The National Highway Traffic Safety Administration (NHTSA) said on Friday it is streamlining the process for reviewing petitions by automakers seeking to deploy self-driving vehicles without traditional human controls such as steering wheels, brake pedals, or mirrors, in an effort to speed up the adoption of autonomous driving technologies.
NHTSA currently has the authority to approve up to 2,500 such vehicles per manufacturer each year, but the agency has been criticized for taking years to act on some exemption requests. The new approach is aimed at accelerating decisions and reducing regulatory bottlenecks.
“The exemption process has been bogging developers down in unnecessary red tape that makes it impossible to keep pace with the latest technologies,” U.S. Transportation Secretary Sean Duffy said in a statement.
To qualify for an exemption, manufacturers must demonstrate that their vehicles without human controls meet equivalent safety standards and that the deployment is in the public interest. Automakers have voiced concerns over the long review periods, which have hindered commercial testing and deployment.

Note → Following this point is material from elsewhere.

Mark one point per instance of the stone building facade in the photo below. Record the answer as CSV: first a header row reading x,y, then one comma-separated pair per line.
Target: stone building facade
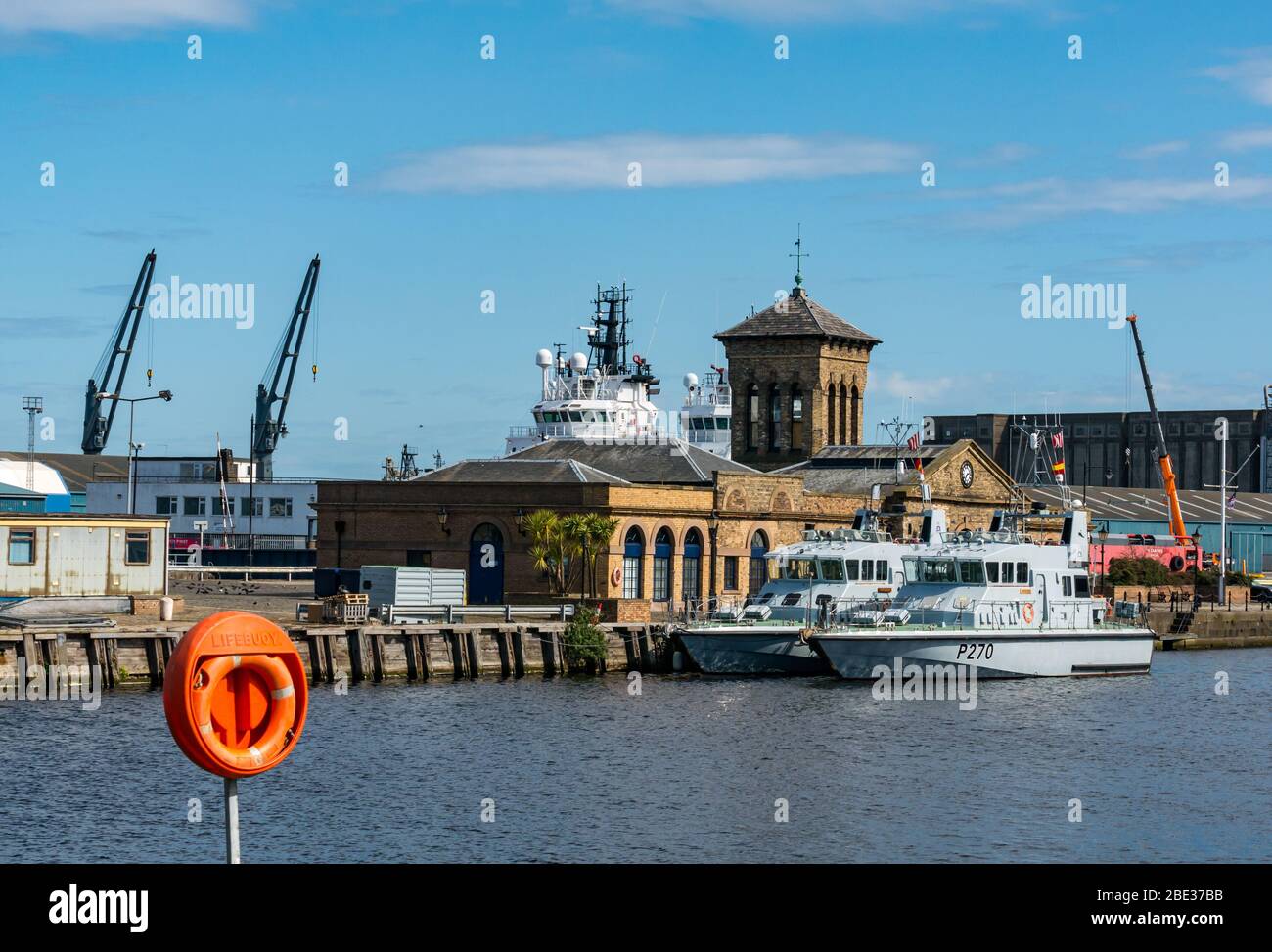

General Motors first petitioned the agency in 2018 to deploy up to 2,500 driverless vehicles annually but withdrew the request in 2020. A renewed petition filed in 2022 was also withdrawn last October. The company later announced it would pause investment in its Cruise self-driving unit following an incident in which one of its robotaxis injured a pedestrian.
Ford Motor similarly withdrew a petition filed in 2021 after discontinuing its Argo AI autonomous vehicle project in 2022.
The Biden administration’s announcement comes amid broader efforts to foster competitiveness in autonomous vehicle technologies, particularly against Chinese automakers. In April, federal officials proposed easing certain safety reporting rules and exempting some autonomous vehicles from standard requirements.
Tesla, meanwhile, plans to launch a public robotaxi service starting June 22, according to CEO Elon Musk. These vehicles will still include human controls. NHTSA confirmed it has sent a letter to Tesla requesting further information on the plan.
The agency said its revised framework will support innovation while maintaining the highest safety standards for the public.